Dovish Fed drives the U.S. dollar index lower.

The U.S. Federal Reserve met last Wednesday for a rate decision, economic statement and Chairman Powell’s press conference about monetary policy prospects for the nearest future. Although the Federal Open Market Committee left the interest rates unchanged, the regulator changed the rhetoric of the statement dramatically compared to previous meetings. For example, 8 out of 17 members were in favour of a rate cut, while 7 of those had considered 2 rate cuts this year. Just 3 months ago, 2 FOMC members voted for a rate hike in 2019. As a result, the U.S. dollar index measuring the greenback’s value versus the volume-weighted basket of six major currencies, dropped 1% in the two-days bearish rally. The strongest currencies were the Swiss Franc (+2%) and Canadian dollar (+1.4%).

Policymakers expressed concerns over worsened inflation, manufacturing and industrial production, business investment and trade balance. Even though the Fed raised its forecast for GDP growth and lowered expectations for the unemployment rate, the overall sentiment was extremely dovish as the word ‘patient’ disappeared from the statement. If the CPI or NFP reports printed another miss in upcoming months, the FOMC would cut the interest rates immediately.

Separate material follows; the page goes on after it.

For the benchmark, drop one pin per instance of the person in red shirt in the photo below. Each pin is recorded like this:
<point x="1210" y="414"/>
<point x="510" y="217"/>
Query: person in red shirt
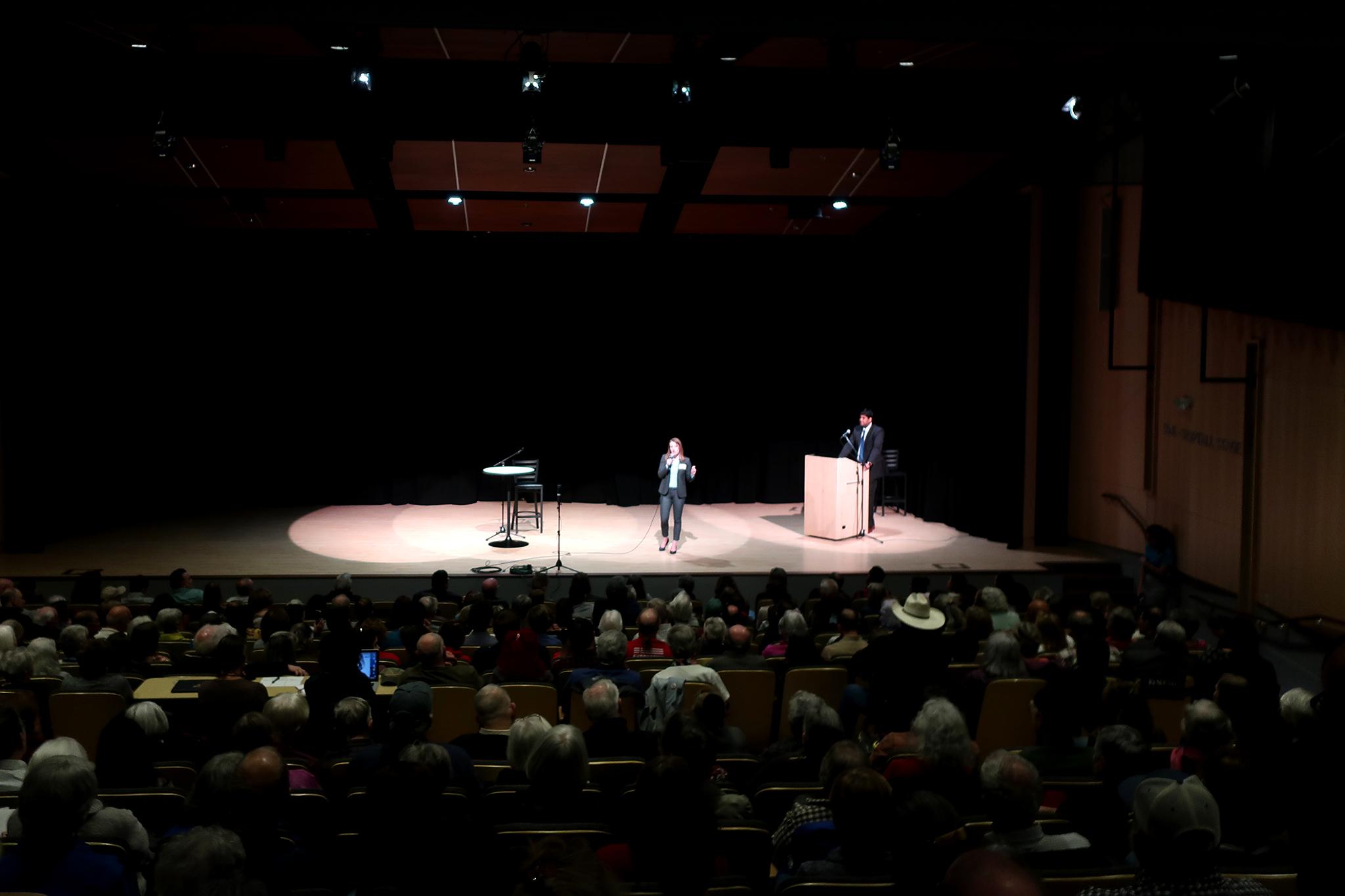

Market players started pricing in softer financial conditions in the United States; equity investors lifted U.S. stock indices to all-time high-values; 10-year Treasury yields dropped; Gold and Oil prices soared.

The S&P 500 benchmark climbed to 2952.1 points, adding 1.03% on Thursday close. Dow Jones Industrial Average printed the highest rate ever at 26800.1 points, climbing 0.95%. The tech-heavy NASDAQ index had also appreciated 0.98% but remained far below all-time high value. U.S. 10-year Treasury yields dropped to 2.015%, the lowest value since September 2017, taking into account softer monetary policy by the Federal Reserve. Safe-haven gold soared above $1411 per ounce for the first time in six years, even though dropped below $1400 support later on Thursday. In the foreign exchange market, EUR/USD jumped back above 1.1300 on massive short-covering across the board, USD/CHF dropped 2% 98 cents after failing to hold recovery at around the parity, USD/CAD slid to 1.32 on the back of strong WTI Crude oil’s rally to $58.00 per barrel and stronger-than-expected Canadian consumer inflation data.

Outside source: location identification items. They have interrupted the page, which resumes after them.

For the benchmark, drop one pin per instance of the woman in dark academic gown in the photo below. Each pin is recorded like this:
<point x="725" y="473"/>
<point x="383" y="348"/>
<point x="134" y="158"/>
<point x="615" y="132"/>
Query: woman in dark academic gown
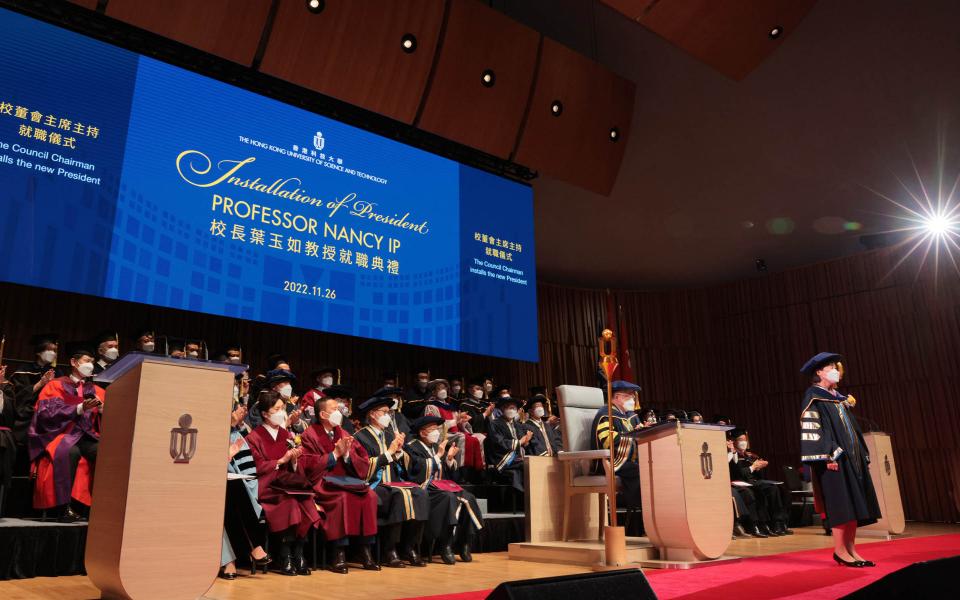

The overall market’s sentiment might continue driving the financial markets in the same direction in the week ahead as the economic calendar is full of crucial events which could reinforce talks about two rate cuts by the Fed this year. At the same time, investors’ risk appetite could soar amid renewed trade talks between the U.S. and China as the two largest world’s economies are willing to seek a compromise in the trade deal. Trump and Xi announced a personal meeting on G20 summit in Tokyo later this month.